Wednesday, March 19, 2008

An economic insight

Caribbean Buffeted by Global Price Spikes

By Bert Wilkinson


GEORGETOWN, Guyana, Mar 19 (IPS) -

As the single parent of a five-year-old boy, Sonita Balkaran can barely make ends meet these days. A clothing vendor in one of this city's five municipal markets, Balkarran has watched in horror the steady decline of her living standard, estimating that her spending power has shrunk by about 50 percent in the last year.

"The price of anything you can think about has gone up," she said one very hot afternoon this week. "What hurts is that your salary is not going up and prices are not moving up by a few points. They are jumping up. Ask anyone," she added, touching on a subject that has brought political discomfort to some governments and misery for ordinary Caribbean people in the last year.

Early in March, Caribbean Community leaders flew to the Bahamas for their annual mid-term summit, with the rising cost of living as a main agenda item of the two-day session. The bloc represents a combined population of some 15 million people.

When it was all over, they announced a plan to suspend the common external tariff (CET) applied to some imported goods across the 12-nation trade bloc and to drastically reduce the rates on others for a period of up to two years.

It has become increasingly clear that the era of cheap food and raw materials is over. In the past year, global fuel prices have doubled, in turn pushing up the cost of key commodities like wheat, corn and barley. Food prices have also been squeezed by the expanding use of grains for biofuels.

"As net importers, the Caribbean countries are particularly vulnerable to these international price hikes," noted Antigua and Barbuda's finance ministry this week. "While our countries may seek to mitigate the impact... there are very few policy options available to the governments of small developing countries that would eliminate or significantly reduce the impact of external shocks on the domestic economy."

Officials say the government will subsidise gas and diesel prices to keep them unchanged, but concede that "with the price oil climbing to over 100 dollars per barrel [of oil], this policy is hardly sustainable."

"The days of cheap oil are gone," Trinidad's Patrick Manning agreed at the Caricom summit. "We need hemispheric collaboration to face this challenge, which increases with urgency with every passing day."

Manning was one of the leaders who had attended a special December summit in Guyana devoted to only two issues -- a new trade and aid pact with the European Union, and rising living costs in the Caribbean.

Since then, trade ministers have met at least three times in special session to address the problem, passing their recommendations on to the trade bloc's special ministerial council and then to leaders who signed off on the waiver of import duties earlier this month.

Items now attracting zero import duties are cheese, cooking oil, breakfast cereal, baby formula and milk powder. Infant juices get a waiver for six months. Others like milk, chicken, beef, lamb, onions, oatmeal, beans, potatoes and some household items like ceramic products will also get special treatment. The CET on these items will be no more than five percent, down from 30 percent.

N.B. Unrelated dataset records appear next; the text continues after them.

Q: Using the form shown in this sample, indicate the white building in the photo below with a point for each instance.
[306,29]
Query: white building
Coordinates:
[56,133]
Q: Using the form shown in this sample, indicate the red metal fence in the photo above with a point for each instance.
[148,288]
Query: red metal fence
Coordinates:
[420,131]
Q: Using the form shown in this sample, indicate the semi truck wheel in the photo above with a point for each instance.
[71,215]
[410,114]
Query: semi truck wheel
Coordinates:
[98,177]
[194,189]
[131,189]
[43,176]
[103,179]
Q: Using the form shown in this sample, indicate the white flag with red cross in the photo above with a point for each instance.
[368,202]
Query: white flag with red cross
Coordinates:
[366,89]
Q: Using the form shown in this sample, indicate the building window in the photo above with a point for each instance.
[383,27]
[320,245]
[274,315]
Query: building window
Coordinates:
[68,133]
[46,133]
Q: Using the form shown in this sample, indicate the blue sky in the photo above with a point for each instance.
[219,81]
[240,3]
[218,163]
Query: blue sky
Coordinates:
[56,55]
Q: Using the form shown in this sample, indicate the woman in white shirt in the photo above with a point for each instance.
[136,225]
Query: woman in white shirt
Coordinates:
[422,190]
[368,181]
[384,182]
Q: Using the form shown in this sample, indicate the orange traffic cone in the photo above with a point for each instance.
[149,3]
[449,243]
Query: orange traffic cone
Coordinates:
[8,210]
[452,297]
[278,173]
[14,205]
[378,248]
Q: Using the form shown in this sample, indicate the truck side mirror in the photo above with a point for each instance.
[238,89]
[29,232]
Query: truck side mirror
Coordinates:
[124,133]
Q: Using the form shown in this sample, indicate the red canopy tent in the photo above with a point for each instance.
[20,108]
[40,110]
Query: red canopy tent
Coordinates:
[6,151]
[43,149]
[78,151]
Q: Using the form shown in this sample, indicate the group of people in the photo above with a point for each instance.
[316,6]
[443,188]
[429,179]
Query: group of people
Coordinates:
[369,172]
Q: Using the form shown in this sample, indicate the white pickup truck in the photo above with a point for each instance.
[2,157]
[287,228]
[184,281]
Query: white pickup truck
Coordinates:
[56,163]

"The CET is the only instrument available for intervention at the regional level to address the issue of the rising cost of living," the leaders said in a statement after the Bahamas summit.

Countries like Barbados and Trinidad, net importers of many food items, have found it harder to cope than others. Prices for some items in Barbados have risen by at least 30 percent. The governing Democratic Labor Party used the cost of living issue to great effect on the campaign trail leading up to general elections in January, which it won by a landslide.

In Grenada, a very nervous Prime Minister Keith Mitchell sought a record fourth term this year, and pushed leaders into flying to Guyana in December to discuss the issue, as the steep spikes in cost of living became impossible to ignore.

Further north in Antigua, the finance and economy ministry called a special public forum in the capital this week to explain that there is little governments could do to address the issue.

The forum came in the midst of a raging debate involving Antigua and other small Eastern Caribbean states about the price of flour and what the increases have done to the food basket. Governments have asked the trade bloc to relax rules governing the importation of flour from outside the bloc even as traditional suppliers say they have enough on hand to meet demands.

Some have suggested easing restrictions on trade with South American countries like Brazil and Colombia, which offer lower prices on food goods than the United States, one of the Caribbean's biggest partners.

Governments in Barbados, Guyana and Trinidad say the most sustainable answer to the crisis is to increase agricultural production in the region.

Guyana, easily the largest Community member with more than 133,000 square kilometres and a population of only 730,000, has virtually been begging farmers and investors in the region to come and develop mega food farms. Trinidad has sent investors, and the previous Barbados government had talked about accepting an offer of five dollars per acre, per year to lease farmland in Guyana, the same price locals pay.

Next month, Guyana will host an agricultural investors' forum following up on a special leaders' summit on agriculture held in Trinidad a few months back to tackle this very question, but for ordinary folks like Balkarran, no relief is on the horizon.

"My son eats a big meal in the morning and after school but I have to find snacks for him at school. That I can barely afford now. A pint of kerosene has moved from 25 cents to about a dollar. How poor people will be able to afford this I don't know," she said, keeping an eye on her clothing as passers-by merely window shopped.